Mas tal enquadramento evita a mendacidade estrutural que permanece construída no complexo militar-industrial, com sua mídia corporativa e alas políticas. A guerra é tão normalizada que suas vítimas, como se atingidas por atos de Deus, são rotineiramente vistas como vítimas sem vitimizadores, talvez não mais prejudicadas do que as pessoas que sofrem as consequências do mau tempo. O que os formuladores de políticas americanos chamam de erros e erros são, para outros, mais apropriadamente descritos com palavras como “catástrofes” e “atrocidades”. Atribuir as guerras dos EUA a um julgamento errôneo – não a uma agressão premeditada e extremamente lucrativa – é conveniente, estabelecendo a mesa política para uma suposta determinação de usar um julgamento melhor da próxima vez, em vez de desafiar a prerrogativa presumida de atacar outro país à vontade.

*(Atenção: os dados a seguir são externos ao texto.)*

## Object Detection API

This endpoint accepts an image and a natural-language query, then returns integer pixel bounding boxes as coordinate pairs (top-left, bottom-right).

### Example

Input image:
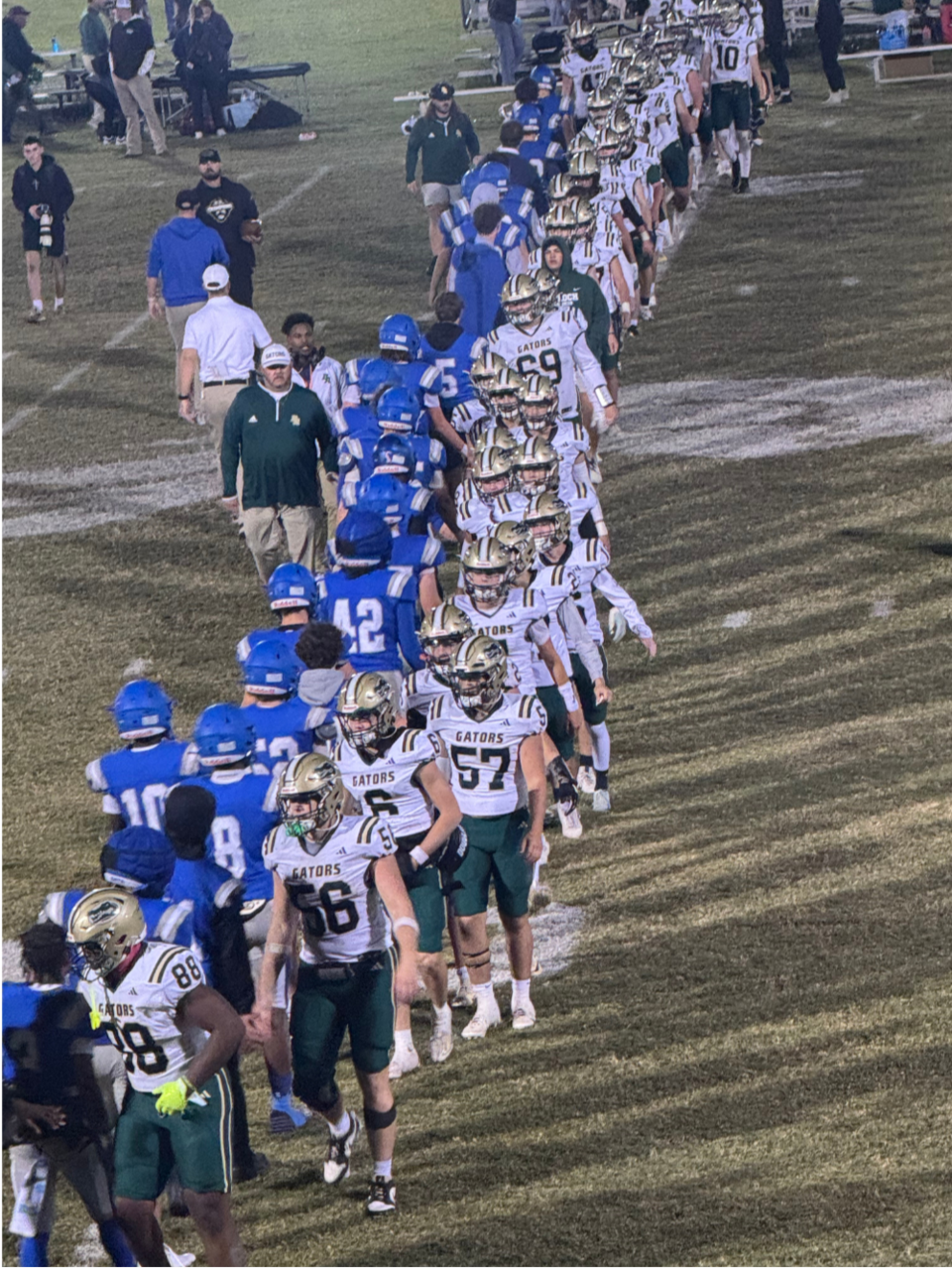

Quando a guerra no Afeganistão finalmente terminou, a grande mídia americana – depois de apoiar avidamente a invasão e depois a ocupação – estava inundada de relatos de como a guerra havia sido mal conduzida, com inaptidão ou engano da Casa Branca e do Pentágono. Algumas das análises e comentários podem ter parecido um pouco tímidos, mas os meios de comunicação preferiram não recordar seu apoio anterior à mesma guerra no Afeganistão que agora chamavam de loucura.

Um padrão de arrependimento (para não dizer remorso) emergiu dos maciços gastos dos EUA com o militarismo de risco que não triunfaram no Afeganistão e no Iraque, mas há poucas evidências de que o distúrbio subjacente da compulsão à repetição tenha sido exorcizado pela liderança da política externa ou mídia de massa dos Estados Unidos, muito menos sua economia política. Pelo contrário: as forças que arrastaram os Estados Unidos para a guerra em numerosos países ainda mantêm um enorme domínio sobre os assuntos externos e militares. Para essas forças, ao longo do tempo, a mudança de forma é essencial, enquanto o estado de guerra continua a governar.

O que os formuladores de políticas americanos chamam de erros e erros são, para outros, mais apropriadamente descritos com palavras como “catástrofes” e “atrocidades”.

O fato de que estratégias e formas de intervenção estão evoluindo, principalmente no sentido de maior dependência do poder aéreo em vez de tropas terrestres, torna as vítimas do poder de fogo dos EUA ainda menos visíveis aos olhos americanos. Isso representa um desafio para dar uma nova olhada no militarismo em curso e insistir que as consequências reais para as pessoas do outro lado do armamento dos EUA sejam expostas à luz do dia – e levadas a sério em termos humanos.

Apesar de tudo o que aconteceu desde que o presidente George W. Bush prometeu, em meados de setembro de 2001, “livrar o mundo dos malfeitores”, questões cruciais foram amplamente evitadas pela mídia dominante e pelos líderes políticos dos EUA. O preço que o militarismo vermelho-branco-e-azul impõe a outros países não é apenas uma questão de princípios morais. Os Estados Unidos também estão em perigo.

Que vivemos em um mundo interdependente não é mais discutível. As ilusões sobre o excepcionalismo americano foram refutadas de forma conclusiva pela emergência climática global e pela pandemia do COVID-19, juntamente com os perigos sempre presentes e crescentes da guerra termonuclear. Em um planeta tão circular em tantos aspectos, tudo que vai, volta.